Nausea and vomiting are among the most common adverse effects of both ketamine and esketamine, occurring in approximately 20% to 30% of patients receiving antidepressant doses.13 Pre-treatment with ondansetron or other antiemetics reduces the frequency and severity of nausea in clinical practice and is incorporated into the standard monitoring protocol at many ketamine treatment centers. Headache is reported in a substantial proportion of patients after esketamine administration. Sedation may persist for several hours after the acute dissociative effects resolve, which is the pharmacokinetic basis for the two-hour post-dose monitoring window and the prohibition on driving on the day of administration. Emergence phenomena, including anxiety, agitation, and vivid dreams during the recovery period, occur in a minority of patients and can typically be managed with reassurance and a calm, low-stimulation recovery environment.

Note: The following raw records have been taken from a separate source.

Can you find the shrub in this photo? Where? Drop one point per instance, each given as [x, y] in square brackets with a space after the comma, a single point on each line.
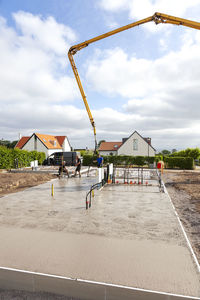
[185, 163]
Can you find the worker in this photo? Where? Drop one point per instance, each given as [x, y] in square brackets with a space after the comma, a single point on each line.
[63, 169]
[99, 161]
[78, 166]
[160, 166]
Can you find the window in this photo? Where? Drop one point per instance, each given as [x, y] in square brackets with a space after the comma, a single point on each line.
[135, 144]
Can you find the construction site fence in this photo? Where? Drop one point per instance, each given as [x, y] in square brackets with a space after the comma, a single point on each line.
[185, 163]
[90, 194]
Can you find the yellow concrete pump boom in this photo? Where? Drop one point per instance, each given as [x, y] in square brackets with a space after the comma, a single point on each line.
[157, 18]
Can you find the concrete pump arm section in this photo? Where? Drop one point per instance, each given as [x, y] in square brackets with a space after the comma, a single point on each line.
[157, 18]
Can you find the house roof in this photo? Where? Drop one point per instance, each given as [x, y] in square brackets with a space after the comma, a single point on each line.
[60, 139]
[22, 142]
[109, 146]
[49, 141]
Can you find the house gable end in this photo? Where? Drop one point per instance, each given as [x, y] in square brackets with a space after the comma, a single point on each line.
[139, 136]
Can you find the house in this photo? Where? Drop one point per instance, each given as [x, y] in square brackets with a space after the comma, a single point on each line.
[134, 145]
[44, 143]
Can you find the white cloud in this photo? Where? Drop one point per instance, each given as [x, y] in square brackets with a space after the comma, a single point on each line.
[138, 9]
[31, 69]
[160, 95]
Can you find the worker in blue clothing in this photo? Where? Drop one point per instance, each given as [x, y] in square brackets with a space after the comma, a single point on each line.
[99, 161]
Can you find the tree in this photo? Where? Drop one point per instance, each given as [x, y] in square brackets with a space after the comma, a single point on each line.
[165, 152]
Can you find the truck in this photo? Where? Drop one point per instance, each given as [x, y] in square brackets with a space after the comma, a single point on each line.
[56, 159]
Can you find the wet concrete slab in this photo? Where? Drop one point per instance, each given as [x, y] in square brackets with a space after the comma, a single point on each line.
[130, 236]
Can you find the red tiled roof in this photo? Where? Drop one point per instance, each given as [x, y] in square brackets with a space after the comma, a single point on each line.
[22, 142]
[49, 141]
[60, 139]
[109, 146]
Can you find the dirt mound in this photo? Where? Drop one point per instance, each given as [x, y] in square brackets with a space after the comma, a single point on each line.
[184, 190]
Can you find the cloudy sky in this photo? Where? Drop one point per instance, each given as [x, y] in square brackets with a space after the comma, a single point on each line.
[144, 79]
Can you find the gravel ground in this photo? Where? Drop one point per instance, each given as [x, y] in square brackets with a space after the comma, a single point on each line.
[184, 190]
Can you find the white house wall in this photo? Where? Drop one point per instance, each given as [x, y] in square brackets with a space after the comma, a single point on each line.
[107, 152]
[144, 149]
[30, 146]
[66, 145]
[51, 151]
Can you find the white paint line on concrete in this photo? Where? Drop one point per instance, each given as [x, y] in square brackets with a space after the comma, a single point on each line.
[185, 235]
[98, 283]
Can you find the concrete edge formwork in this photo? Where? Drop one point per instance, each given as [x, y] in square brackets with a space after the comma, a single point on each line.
[15, 279]
[183, 230]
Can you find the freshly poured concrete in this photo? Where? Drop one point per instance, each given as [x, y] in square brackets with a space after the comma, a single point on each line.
[130, 236]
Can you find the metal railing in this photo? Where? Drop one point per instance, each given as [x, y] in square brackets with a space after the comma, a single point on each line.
[90, 194]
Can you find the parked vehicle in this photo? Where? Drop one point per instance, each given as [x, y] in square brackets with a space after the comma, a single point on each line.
[57, 158]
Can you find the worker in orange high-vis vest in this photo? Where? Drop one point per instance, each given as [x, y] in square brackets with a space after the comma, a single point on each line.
[160, 166]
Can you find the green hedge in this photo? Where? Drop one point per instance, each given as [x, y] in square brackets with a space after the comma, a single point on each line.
[90, 160]
[185, 163]
[9, 157]
[170, 162]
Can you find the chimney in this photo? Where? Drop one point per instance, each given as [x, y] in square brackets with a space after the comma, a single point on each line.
[148, 140]
[124, 140]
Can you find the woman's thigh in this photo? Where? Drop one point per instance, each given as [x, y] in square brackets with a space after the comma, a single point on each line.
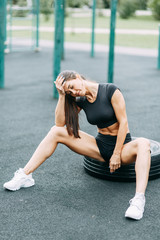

Absolute contraindications to esketamine and IV ketamine in the antidepressant setting include a history of aneurysmal vascular disease or arteriovenous malformation, intracerebral hemorrhage, and hypersensitivity to ketamine or esketamine.13 Uncontrolled or severe hypertension is a relative contraindication requiring pre-treatment optimization. Active psychotic disorders including schizophrenia and schizoaffective disorder represent a clinical contraindication due to the risk of precipitating or exacerbating psychosis. Patients with a history of ketamine or phencyclidine abuse should not receive these treatments for depression outside of closely supervised settings with additional addiction medicine consultation, and some centers exclude such patients entirely from ketamine-based treatment programs.
Before each administration: blood pressure, heart rate, baseline dissociation assessment, confirmation of transportation plan. During infusion or post-nasal dosing observation: vital signs every 15 minutes, continuous clinical observation for dissociation severity and any psychosis-like symptoms. After administration: minimum two-hour monitored observation period before discharge, confirmation that patient is not driving. Ongoing: assess for bladder symptoms in patients receiving repeated treatments over extended periods.